06/06/2012 01:15 EDT | Actualisé 06/08/2012 05:12 EDT

BRUXELLES - L'organisation Transparency International estime, dans un rapport publié mercredi, que les liens noués entre les entreprises et les gouvernements ont ouvert la voie à la corruption et nui à la stabilité économique dans de nombreux pays d'Europe. Contre ce phénomène, le Danemark, la Norvège et la Suède font figure d'exemples.

«À travers l'Europe, de nombreuses institutions qui définissent une démocratie et permettent à un pays de stopper la corruption sont plus faibles qu'on le présume souvent», a expliqué l'un des responsables de l'organisation, Cobus de Swardt, en présentant le rapport à Bruxelles. «Ce rapport soulève des questions troublantes à l'heure où l'Europe, qui tente de régler sa crise économique, a besoin d'une gouvernance transparente.»

D'après ce document, la Grèce, l'Italie, le Portugal et l'Espagne «présentent de graves déficits en matière de surveillance du secteur public et des problèmes profondément enracinés d'inefficacité, de mauvaises pratiques et de corruption».

La Bulgarie et la Roumanie sont citées comme les nouveaux membres de l'Union européenne (UE) les plus inquiétants. Bien qu'ils aient adopté de nombreuses lois anticorruption à la demande de l'UE, cela «ne s'est pas accompagné d'une adoption générale de normes, de mesures et de comportements éthiques».

En revanche, Transparency International désigne le Danemark, la Norvège et la Suède comme les pays les mieux protégés contre la corruption grâce à un dispositif solide de surveillance, d'audit, de justice et de mise en oeuvre des lois.

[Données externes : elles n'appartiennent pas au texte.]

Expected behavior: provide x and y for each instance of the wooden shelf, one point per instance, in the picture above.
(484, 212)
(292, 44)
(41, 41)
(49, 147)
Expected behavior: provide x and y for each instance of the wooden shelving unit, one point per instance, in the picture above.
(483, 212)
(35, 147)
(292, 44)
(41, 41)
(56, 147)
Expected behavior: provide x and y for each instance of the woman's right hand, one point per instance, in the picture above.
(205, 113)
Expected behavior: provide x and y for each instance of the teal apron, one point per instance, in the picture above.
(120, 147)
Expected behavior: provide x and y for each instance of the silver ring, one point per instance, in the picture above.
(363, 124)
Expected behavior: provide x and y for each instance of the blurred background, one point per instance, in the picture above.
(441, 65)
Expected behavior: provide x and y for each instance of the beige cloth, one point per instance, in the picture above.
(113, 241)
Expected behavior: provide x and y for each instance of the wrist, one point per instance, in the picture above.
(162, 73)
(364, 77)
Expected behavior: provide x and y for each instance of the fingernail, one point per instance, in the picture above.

Mais même des pays considérés comme des exemples d'intégrité ne sont pas irréprochables, souligne l'organisation. La Suède et la Suisse n'ont pas légiféré sur le financement des partis politiques et la loi en la matière est «loin d'être exemplaire» au Danemark, en Allemagne et au Royaume-Uni.

L'organisation appelle l'UE à donner l'exemple en adoptant des règles strictes pour ses propres institutions.

Transparency International a évalué plus de 300 institutions nationales dans 25 pays européens et conclut que de nombreux gouvernements ne rendent pas suffisamment de comptes sur les contrats publics.

En outre, seuls deux pays, la Norvège et le Royaume-Uni, protègent suffisamment ceux qui dénoncent la corruption. L'organisation reproche aussi à 12 pays de ne pas plafonner les dons de particuliers à des partis politiques et à 17 pays de ne pas avoir défini de code de conduite pour les membres du Parlement. Dans 20 des 25 pays étudiés, Transparency International a constaté qu'il existait des obstacles à l'accès à l'information publique.